“Nay, no offence,” said Henry. “I am distracted, and scarcely know what I say. Marchdale, I know you are my sincere friend—but, as I tell you, I am nearly mad.”
“My dear Henry, be calmer. Consider upon what is to be said concerning this interview at home.”
“Ay; that is a consideration.”
“I should not think it advisable to mention the disagreeable fact, that in your neighbour you think you have found out the nocturnal disturber of your family.”
“I would say nothing of it. It is not at all probable that, after what you have said to him this Sir Francis Varney, or whatever his real name may be will obtrude himself upon you.”
“If he should he die.”
“He will, perhaps, consider that such a step would be dangerous to him.”
“It would be fatal, so help me. However, and then would I take especial care that no power of resuscitation should ever enable that man again to walk the earth.”
“They say that only way of destroying a vampyre is to fix him to the earth with a stake, so that he cannot move, and then, of course, decomposition will take its course, as in ordinary cases.”
“Fire would consume him, and be a quicker process,” said Henry. “But these are fearful reflections, and, for the present, we will not pursue them. Now to play the hypocrite, and endeavour to look composed and serene to my mother, and to Flora while my heart is breaking.”

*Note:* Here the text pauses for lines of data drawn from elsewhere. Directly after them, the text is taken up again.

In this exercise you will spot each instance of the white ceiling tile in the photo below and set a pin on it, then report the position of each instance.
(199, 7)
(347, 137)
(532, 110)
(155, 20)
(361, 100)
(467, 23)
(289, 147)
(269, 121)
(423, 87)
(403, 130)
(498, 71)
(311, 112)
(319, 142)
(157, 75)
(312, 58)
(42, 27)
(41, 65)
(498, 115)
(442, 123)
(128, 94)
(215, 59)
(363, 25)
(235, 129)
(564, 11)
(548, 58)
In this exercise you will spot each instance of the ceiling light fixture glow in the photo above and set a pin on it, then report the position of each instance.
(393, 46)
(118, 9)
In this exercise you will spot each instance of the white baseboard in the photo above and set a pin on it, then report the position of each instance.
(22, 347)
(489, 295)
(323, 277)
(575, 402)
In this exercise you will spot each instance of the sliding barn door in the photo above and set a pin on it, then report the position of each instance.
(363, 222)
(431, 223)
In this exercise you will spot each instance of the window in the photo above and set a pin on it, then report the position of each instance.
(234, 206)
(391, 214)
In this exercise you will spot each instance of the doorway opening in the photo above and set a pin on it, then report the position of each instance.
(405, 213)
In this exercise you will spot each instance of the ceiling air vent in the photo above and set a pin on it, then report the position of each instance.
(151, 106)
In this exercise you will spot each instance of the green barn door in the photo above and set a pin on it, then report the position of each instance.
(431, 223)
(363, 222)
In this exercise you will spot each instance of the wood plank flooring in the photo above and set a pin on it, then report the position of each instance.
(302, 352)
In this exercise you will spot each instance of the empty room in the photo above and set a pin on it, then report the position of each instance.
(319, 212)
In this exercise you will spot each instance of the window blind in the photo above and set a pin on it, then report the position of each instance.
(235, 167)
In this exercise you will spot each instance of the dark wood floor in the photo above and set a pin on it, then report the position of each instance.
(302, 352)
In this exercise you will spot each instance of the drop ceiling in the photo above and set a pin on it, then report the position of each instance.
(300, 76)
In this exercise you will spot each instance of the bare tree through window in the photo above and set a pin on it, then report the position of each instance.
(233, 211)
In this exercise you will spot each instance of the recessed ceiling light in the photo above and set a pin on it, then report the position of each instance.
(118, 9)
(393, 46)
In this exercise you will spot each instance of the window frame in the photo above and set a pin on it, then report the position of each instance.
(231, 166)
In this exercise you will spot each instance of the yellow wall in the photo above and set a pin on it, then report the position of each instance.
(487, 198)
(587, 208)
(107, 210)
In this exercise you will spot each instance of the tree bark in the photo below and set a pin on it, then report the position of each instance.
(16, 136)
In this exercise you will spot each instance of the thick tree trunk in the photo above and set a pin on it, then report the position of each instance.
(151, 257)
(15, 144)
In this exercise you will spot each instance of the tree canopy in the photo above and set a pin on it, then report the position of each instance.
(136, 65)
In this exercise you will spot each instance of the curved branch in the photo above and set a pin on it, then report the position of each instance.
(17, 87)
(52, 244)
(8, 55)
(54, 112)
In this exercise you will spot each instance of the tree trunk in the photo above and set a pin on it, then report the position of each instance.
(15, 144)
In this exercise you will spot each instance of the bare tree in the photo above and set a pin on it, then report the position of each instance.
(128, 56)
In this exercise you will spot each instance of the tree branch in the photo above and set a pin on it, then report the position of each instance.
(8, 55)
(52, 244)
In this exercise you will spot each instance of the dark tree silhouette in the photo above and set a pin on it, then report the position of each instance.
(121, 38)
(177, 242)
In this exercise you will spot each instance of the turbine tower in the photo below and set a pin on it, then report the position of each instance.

The two friends had by this time reached the hall, and leaving his friend Marchdale, Henry Bannerworth, with feelings of the most unenviable description, slowly made his way to the apartment occupied by his mother and sister.
The old admiral and his servant.—The communication from the landlord of the Nelson’s arms.
While those matters of most grave and serious import were going on at the Hall, while each day, and almost each hour in each day, was producing more and more conclusive evidence upon a matter which at first had seemed too monstrous to be at all credited, it may well be supposed what a wonderful sensation was produced among the gossip-mongers of the neighbourhood by the exaggerated reports that had reached them.
The servants, who had left the Hall on no other account, as they declared, but sheer fright at the awful visits of the vampyre, spread the news far and wide, so that in the adjoining villages and market-towns the vampyre of Bannerworth Hall became quite a staple article of conversation.
Such a positive godsend for the lovers of the marvellous had not appeared in the country side within the memory of that sapient individual—the oldest inhabitant.
And, moreover, there was one thing which staggered some people of better education and maturer judgments, and that was, that the more they took pains to inquire into the matter, in order, if possible, to put an end to what they considered a gross lie from the commencement, the more evidence they found to stagger their own senses upon the subject.